Magda Mayas: piano, clavinet, Tiger organ, harmonium, objects, preparations; Tony Buck: drums, cymbal, gong, bells, tabla, percussion
When piano and percussion cannot be exactly told apart during a listening stretch, that’s a good starting point. Fluoresce is chock full of music whose potential resides in the correct consolidation and subsequent erosion of scratched components, vibrational backlash, metallurgic shrillness and conflicting crepitation. And, above all, an indispensable dosage of danger: contrarily to certain profitless collations found even in far-famed settings, a piece such as “Coalesce” gains its elemental denotation from a sharp feel of insecurity, made stronger by the vociferous disorder of its textural anatomy opportunely mixed with crumbles of aborted melodies played by Mayas on the “regular” side of the instrument. Then a face-off between her electric organ and Buck’s misshapen patterns steers the whole towards a completely different path, culminating in a section where a (stoned) Return To Forever v Tony Williams matchup can be envisaged. This free-jazz-rock indication – spiced with veritable power chords – also defines the closing track “Sermon” as a singular digression from a general canon of flourishing rumbles and hail-like clatter.

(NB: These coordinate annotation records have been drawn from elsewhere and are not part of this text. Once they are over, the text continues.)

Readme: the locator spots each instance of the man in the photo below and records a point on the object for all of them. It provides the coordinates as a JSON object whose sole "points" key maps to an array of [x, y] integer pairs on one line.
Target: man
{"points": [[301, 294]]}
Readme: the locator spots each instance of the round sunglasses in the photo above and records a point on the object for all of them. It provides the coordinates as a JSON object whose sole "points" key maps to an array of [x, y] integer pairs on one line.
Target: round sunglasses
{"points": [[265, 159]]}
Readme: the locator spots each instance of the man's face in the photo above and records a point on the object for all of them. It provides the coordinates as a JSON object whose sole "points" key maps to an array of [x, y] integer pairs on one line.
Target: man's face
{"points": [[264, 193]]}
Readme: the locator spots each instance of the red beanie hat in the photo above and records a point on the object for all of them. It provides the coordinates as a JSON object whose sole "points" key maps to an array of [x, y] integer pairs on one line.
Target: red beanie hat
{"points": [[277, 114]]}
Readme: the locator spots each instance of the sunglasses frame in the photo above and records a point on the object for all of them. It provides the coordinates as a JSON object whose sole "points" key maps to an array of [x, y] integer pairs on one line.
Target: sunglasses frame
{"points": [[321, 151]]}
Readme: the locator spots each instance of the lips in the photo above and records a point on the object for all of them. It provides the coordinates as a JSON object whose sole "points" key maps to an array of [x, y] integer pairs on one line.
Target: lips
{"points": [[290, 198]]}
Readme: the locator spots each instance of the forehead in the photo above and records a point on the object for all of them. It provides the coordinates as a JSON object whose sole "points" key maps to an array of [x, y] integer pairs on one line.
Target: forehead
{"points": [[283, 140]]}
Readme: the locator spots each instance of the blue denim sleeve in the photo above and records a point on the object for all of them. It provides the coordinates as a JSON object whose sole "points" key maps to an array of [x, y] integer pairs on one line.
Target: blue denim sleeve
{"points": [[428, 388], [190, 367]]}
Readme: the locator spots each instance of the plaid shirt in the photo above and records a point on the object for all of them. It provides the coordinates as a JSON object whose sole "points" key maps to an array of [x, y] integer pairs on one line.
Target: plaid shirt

No misinterpretations, no untold secrets. The couple throws out practically everything from their bag of dynamic colours, at the risk of a few brief moments of inconsistency. But the level of inner motility and lively impulses in the timbral interaction remains constantly high. Individual pitches wavering through apparent bedlam, gongs resonating with tremendous impact, piano strings getting violently plucked until a brutal living thing materializes from the inside. The sense of physical cleansing becomes concrete as one almost feels like baring the chest and expose it to the effulgent arrows systematically shot by the duo. Disparate types of reverberation – ever so persuasive – characterize the opening of “Galleon”, acute squeals acting as an effective counterbalance to the awesome growl that permeates the environment. Suddenly, a collaboration with Daniel Menche does not look so implausible. Rejection of ordinary harmony and urgency: a pairing which is hard to draw in words yet is felt as a wallop right into our guts. A drum roll seemingly announces the dropping of a guillotine’s blade; in spite of an evident aural inebriation, we didn’t get to see any heads rolling down.